La compréhension du fonctionnement cérébral et la cartographie de l’esprit humain progressent au rythme de l’augmentation des capacités informatiques. […] Récemment, on a pu reconstruire une pensée grâce au décodage des ondes enregistrées par des électrodes crâniennes. La technologie ira au-delà du décryptage des cerveaux : leur manipulation semble sans limite. […]
Les neurotechnologies pourraient devenir une arme fatale au service d’une ambition totalitaire. C’est une menace inédite contre la liberté : la police de la pensée sera technologiquement bientôt prête. L’ultime frontière de la domination des dictatures – l’esprit humain – serait pulvérisée : on n’ose imaginer ce que Staline, Mao, Pol Pot ou Hitler auraient fait des neurotechnologies. […] »

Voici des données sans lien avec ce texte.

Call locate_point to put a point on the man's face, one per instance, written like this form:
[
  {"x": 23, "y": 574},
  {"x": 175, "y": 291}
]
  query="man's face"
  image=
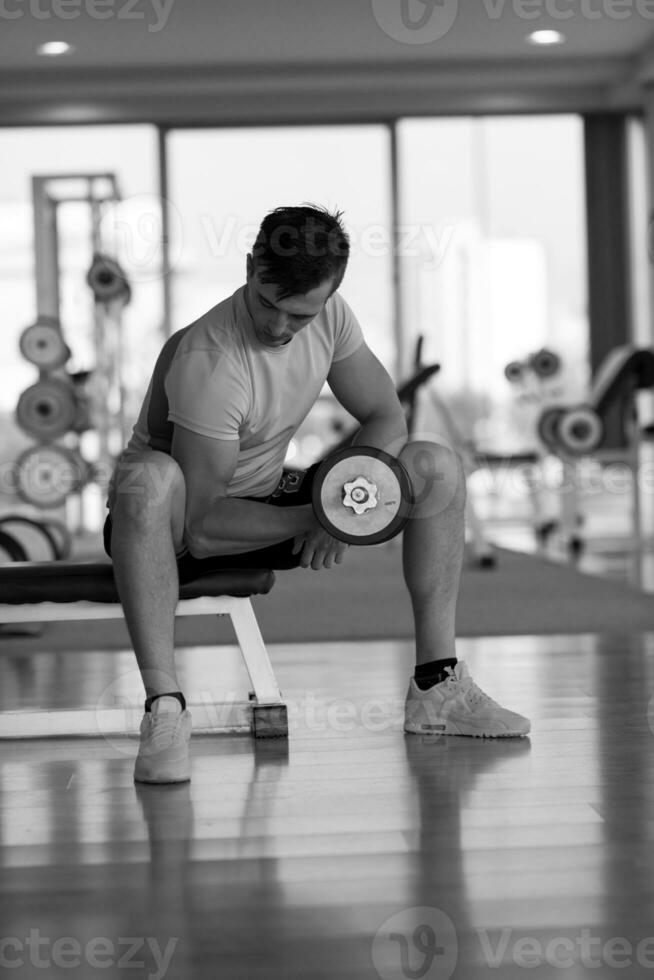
[{"x": 276, "y": 321}]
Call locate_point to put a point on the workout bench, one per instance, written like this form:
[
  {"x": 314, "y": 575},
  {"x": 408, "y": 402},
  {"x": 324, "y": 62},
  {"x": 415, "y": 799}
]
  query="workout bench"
[{"x": 55, "y": 591}]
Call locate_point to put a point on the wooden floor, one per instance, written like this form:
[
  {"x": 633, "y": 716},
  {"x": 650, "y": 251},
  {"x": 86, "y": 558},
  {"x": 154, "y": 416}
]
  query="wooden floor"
[{"x": 352, "y": 851}]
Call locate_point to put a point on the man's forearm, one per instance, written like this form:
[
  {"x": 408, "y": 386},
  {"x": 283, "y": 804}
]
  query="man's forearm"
[
  {"x": 388, "y": 432},
  {"x": 233, "y": 526}
]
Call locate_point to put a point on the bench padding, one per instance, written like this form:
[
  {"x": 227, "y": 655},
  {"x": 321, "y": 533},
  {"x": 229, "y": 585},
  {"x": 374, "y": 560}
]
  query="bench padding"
[{"x": 68, "y": 581}]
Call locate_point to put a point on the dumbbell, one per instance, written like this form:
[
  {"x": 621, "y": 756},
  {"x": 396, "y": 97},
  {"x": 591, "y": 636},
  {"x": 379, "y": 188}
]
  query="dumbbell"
[
  {"x": 47, "y": 409},
  {"x": 362, "y": 495},
  {"x": 107, "y": 280},
  {"x": 544, "y": 363},
  {"x": 43, "y": 344}
]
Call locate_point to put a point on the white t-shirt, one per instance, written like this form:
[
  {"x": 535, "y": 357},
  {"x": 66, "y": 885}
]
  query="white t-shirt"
[{"x": 215, "y": 378}]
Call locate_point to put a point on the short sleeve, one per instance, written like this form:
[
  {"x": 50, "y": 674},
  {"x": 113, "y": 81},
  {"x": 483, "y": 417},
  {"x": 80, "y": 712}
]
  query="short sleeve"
[
  {"x": 348, "y": 335},
  {"x": 206, "y": 394}
]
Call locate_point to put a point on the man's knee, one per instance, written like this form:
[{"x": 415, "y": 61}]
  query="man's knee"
[
  {"x": 146, "y": 486},
  {"x": 437, "y": 477}
]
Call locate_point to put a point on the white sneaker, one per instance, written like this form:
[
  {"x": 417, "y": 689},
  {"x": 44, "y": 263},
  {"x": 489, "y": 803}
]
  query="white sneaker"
[
  {"x": 456, "y": 706},
  {"x": 163, "y": 751}
]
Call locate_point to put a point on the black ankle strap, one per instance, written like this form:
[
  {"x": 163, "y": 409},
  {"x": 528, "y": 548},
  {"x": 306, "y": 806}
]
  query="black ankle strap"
[{"x": 169, "y": 694}]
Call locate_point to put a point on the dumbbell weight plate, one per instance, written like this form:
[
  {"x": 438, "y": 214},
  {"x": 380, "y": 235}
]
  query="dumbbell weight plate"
[
  {"x": 36, "y": 539},
  {"x": 393, "y": 495},
  {"x": 514, "y": 371},
  {"x": 47, "y": 409},
  {"x": 47, "y": 475},
  {"x": 107, "y": 280},
  {"x": 10, "y": 549},
  {"x": 545, "y": 363},
  {"x": 579, "y": 430},
  {"x": 43, "y": 344}
]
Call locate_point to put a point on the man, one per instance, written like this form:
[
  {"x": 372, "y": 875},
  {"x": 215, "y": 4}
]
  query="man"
[{"x": 201, "y": 485}]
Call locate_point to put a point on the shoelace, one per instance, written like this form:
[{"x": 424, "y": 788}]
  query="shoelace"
[
  {"x": 473, "y": 694},
  {"x": 163, "y": 728}
]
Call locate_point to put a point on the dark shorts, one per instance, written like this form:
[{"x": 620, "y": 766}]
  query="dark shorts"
[{"x": 293, "y": 490}]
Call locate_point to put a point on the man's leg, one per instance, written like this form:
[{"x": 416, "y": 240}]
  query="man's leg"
[
  {"x": 442, "y": 697},
  {"x": 147, "y": 510},
  {"x": 433, "y": 546}
]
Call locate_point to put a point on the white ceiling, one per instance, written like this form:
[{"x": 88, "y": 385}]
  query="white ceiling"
[
  {"x": 243, "y": 60},
  {"x": 247, "y": 32}
]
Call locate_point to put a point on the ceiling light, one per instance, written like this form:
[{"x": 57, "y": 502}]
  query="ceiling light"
[
  {"x": 53, "y": 49},
  {"x": 546, "y": 37}
]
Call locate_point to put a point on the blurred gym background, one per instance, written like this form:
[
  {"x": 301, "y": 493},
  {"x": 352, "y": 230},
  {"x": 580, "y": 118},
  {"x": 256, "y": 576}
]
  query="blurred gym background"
[{"x": 495, "y": 182}]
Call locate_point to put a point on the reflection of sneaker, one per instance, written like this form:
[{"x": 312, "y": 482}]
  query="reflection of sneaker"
[
  {"x": 163, "y": 751},
  {"x": 457, "y": 706}
]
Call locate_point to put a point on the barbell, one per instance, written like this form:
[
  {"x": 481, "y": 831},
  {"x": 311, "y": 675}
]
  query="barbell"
[
  {"x": 47, "y": 409},
  {"x": 575, "y": 430},
  {"x": 362, "y": 495}
]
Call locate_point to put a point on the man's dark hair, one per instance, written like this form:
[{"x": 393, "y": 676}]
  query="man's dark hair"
[{"x": 298, "y": 248}]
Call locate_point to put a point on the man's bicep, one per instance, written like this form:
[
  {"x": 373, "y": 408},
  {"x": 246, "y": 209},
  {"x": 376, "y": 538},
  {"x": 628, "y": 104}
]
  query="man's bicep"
[
  {"x": 208, "y": 466},
  {"x": 363, "y": 386}
]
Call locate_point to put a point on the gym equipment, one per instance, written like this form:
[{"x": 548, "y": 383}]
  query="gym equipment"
[
  {"x": 76, "y": 591},
  {"x": 579, "y": 430},
  {"x": 43, "y": 344},
  {"x": 107, "y": 280},
  {"x": 47, "y": 409},
  {"x": 362, "y": 495},
  {"x": 46, "y": 475},
  {"x": 545, "y": 363},
  {"x": 34, "y": 537}
]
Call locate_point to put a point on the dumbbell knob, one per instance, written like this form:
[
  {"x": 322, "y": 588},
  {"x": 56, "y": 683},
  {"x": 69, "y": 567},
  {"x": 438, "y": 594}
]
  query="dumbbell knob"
[
  {"x": 360, "y": 495},
  {"x": 43, "y": 344},
  {"x": 545, "y": 363},
  {"x": 579, "y": 430}
]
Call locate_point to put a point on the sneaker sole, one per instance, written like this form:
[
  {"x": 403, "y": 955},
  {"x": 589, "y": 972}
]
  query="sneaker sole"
[{"x": 446, "y": 729}]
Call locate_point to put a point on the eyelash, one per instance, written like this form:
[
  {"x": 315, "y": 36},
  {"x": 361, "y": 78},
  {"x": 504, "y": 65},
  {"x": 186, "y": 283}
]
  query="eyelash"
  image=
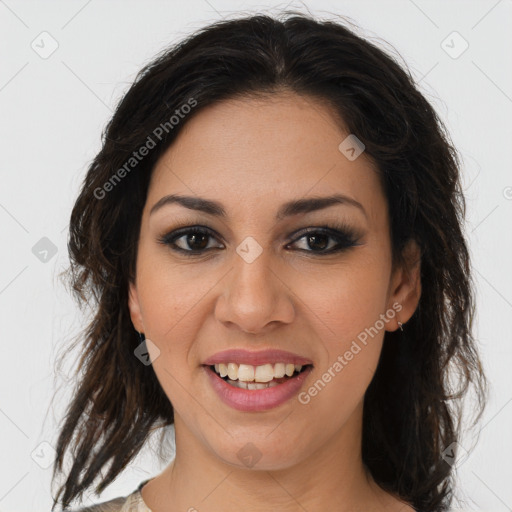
[{"x": 345, "y": 237}]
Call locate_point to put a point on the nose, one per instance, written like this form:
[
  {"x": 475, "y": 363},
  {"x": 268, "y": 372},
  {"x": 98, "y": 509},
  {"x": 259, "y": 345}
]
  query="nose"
[{"x": 254, "y": 298}]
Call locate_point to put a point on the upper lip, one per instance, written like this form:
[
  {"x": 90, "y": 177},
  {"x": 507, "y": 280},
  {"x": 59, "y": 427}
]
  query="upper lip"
[{"x": 256, "y": 358}]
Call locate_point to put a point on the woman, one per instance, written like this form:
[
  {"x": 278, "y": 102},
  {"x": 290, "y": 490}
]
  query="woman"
[{"x": 272, "y": 237}]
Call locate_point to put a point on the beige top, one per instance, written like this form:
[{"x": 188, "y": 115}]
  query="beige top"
[{"x": 131, "y": 503}]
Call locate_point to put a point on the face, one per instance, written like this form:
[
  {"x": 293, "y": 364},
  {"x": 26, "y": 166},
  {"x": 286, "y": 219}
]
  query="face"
[{"x": 315, "y": 282}]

On n’ose, en effet. Mais Laurent Alexandre ne va pas au bout de son raisonnement. On comprend de mieux en mieux le fonctionnement du cerveau. Plus on le comprend, plus on peut agir efficacement dessus. En outre, d’autres branches de notre technique (comme les nanotechnologies) permettront sans doute d’accroître encore le contrôle qu’on pourra avoir sur lui à l’avenir. L’ensemble de notre système technicien est donc en train de mettre rapidement en place les outils qui permettront de contrôler le cerveau des gens, c’est-à-dire leur identité même.

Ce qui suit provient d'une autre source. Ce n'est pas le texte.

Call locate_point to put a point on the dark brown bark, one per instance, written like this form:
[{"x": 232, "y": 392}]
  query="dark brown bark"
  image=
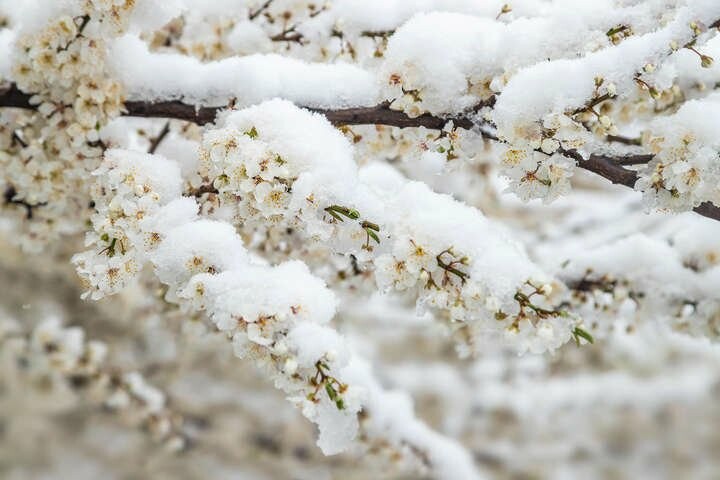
[{"x": 607, "y": 167}]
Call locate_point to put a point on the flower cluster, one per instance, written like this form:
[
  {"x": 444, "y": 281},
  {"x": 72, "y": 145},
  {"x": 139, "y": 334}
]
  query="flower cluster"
[
  {"x": 536, "y": 175},
  {"x": 444, "y": 258},
  {"x": 277, "y": 165},
  {"x": 684, "y": 172}
]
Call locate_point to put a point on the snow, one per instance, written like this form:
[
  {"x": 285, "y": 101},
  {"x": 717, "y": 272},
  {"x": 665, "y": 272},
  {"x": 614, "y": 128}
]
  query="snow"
[{"x": 250, "y": 79}]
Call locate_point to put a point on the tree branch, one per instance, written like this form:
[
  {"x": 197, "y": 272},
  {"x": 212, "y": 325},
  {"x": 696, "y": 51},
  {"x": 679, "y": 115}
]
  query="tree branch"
[{"x": 610, "y": 168}]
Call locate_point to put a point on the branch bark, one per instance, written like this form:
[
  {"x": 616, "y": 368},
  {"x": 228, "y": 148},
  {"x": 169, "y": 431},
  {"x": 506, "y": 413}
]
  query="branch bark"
[{"x": 610, "y": 168}]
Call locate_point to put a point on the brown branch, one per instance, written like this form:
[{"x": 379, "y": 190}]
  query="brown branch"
[{"x": 611, "y": 168}]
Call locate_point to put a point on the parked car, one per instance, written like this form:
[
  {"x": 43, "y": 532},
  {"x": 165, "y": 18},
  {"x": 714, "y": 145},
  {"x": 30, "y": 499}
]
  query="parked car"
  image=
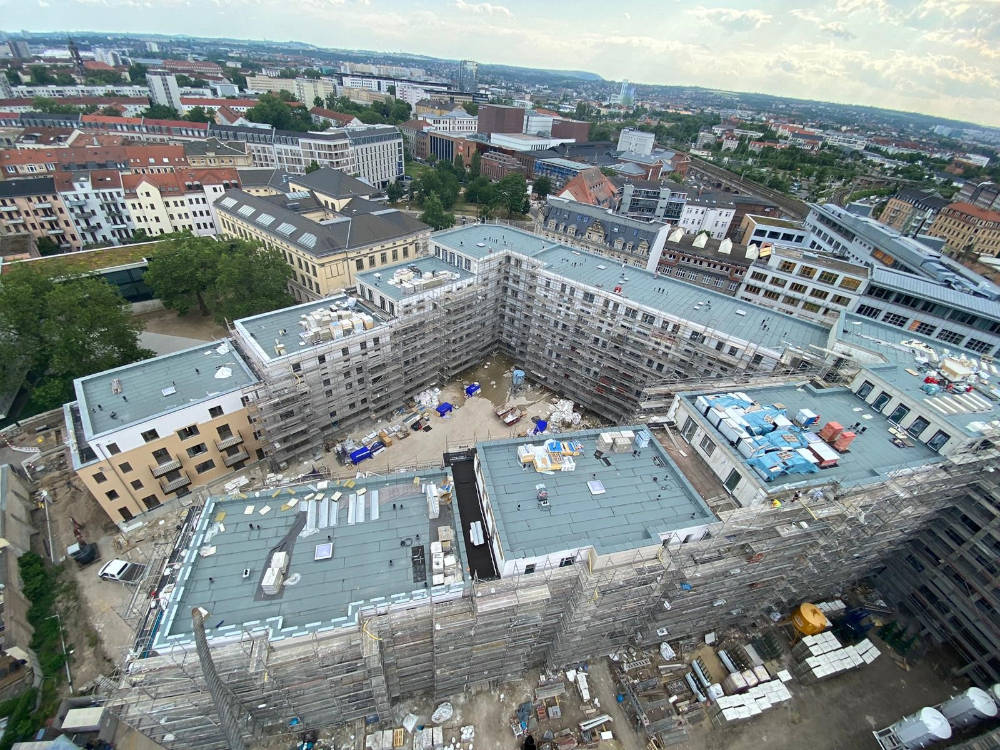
[{"x": 122, "y": 570}]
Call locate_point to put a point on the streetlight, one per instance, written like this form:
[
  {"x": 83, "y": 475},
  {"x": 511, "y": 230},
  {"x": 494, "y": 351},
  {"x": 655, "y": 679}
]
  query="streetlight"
[{"x": 69, "y": 677}]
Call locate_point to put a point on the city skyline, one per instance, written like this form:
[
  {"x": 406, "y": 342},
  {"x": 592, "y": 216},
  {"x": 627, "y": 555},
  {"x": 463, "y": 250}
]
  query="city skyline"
[{"x": 929, "y": 56}]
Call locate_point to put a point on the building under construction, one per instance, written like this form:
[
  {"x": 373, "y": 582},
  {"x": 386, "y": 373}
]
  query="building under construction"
[{"x": 740, "y": 490}]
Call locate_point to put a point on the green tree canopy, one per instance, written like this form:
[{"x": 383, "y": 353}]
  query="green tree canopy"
[
  {"x": 434, "y": 214},
  {"x": 62, "y": 330},
  {"x": 227, "y": 279}
]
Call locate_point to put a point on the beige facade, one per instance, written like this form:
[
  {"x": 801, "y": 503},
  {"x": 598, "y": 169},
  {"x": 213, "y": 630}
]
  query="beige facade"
[{"x": 132, "y": 482}]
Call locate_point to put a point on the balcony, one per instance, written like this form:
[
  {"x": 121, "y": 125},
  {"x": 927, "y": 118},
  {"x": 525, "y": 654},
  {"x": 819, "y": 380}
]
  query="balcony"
[
  {"x": 175, "y": 484},
  {"x": 161, "y": 469},
  {"x": 229, "y": 442},
  {"x": 242, "y": 455}
]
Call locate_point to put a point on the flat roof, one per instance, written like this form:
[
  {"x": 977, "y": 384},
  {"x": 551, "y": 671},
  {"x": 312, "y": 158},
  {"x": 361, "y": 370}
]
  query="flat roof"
[
  {"x": 481, "y": 240},
  {"x": 135, "y": 393},
  {"x": 871, "y": 456},
  {"x": 283, "y": 327},
  {"x": 426, "y": 265},
  {"x": 327, "y": 592},
  {"x": 886, "y": 341},
  {"x": 644, "y": 496}
]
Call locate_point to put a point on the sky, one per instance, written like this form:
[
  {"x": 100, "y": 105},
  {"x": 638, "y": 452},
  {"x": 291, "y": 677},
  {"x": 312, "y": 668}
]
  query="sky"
[{"x": 939, "y": 57}]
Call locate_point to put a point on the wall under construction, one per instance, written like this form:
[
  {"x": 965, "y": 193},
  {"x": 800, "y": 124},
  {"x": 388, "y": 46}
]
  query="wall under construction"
[{"x": 490, "y": 632}]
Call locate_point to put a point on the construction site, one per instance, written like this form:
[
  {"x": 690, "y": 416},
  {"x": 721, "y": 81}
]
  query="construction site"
[{"x": 628, "y": 560}]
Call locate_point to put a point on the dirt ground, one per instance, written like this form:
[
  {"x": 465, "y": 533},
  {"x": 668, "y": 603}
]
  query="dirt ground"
[{"x": 192, "y": 325}]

À partir de là, la seule question valable est : peut-on espérer contrôler pareille technologie ? La réponse devrait s’imposer d’elle-même : non, de toute évidence. Laurent Alexandre parle de « neuroéthique », d’encadrement et de régulation ; c’est évidemment une chimère. Une technologie aussi puissante ne pourra pas être contrôlée ou encadrée. Elle sera très rapidement la cible de gens qui, par goût de l’argent ou du pouvoir, l’utiliseront pour dominer les autres. On croit souvent que les gens comme Hitler ou Staline sont des exceptions, mais c’est faux : beaucoup de gens sont capables des mêmes horreurs qu’eux pour peu qu’ils aient l’occasion et l’assurance de l’impunité.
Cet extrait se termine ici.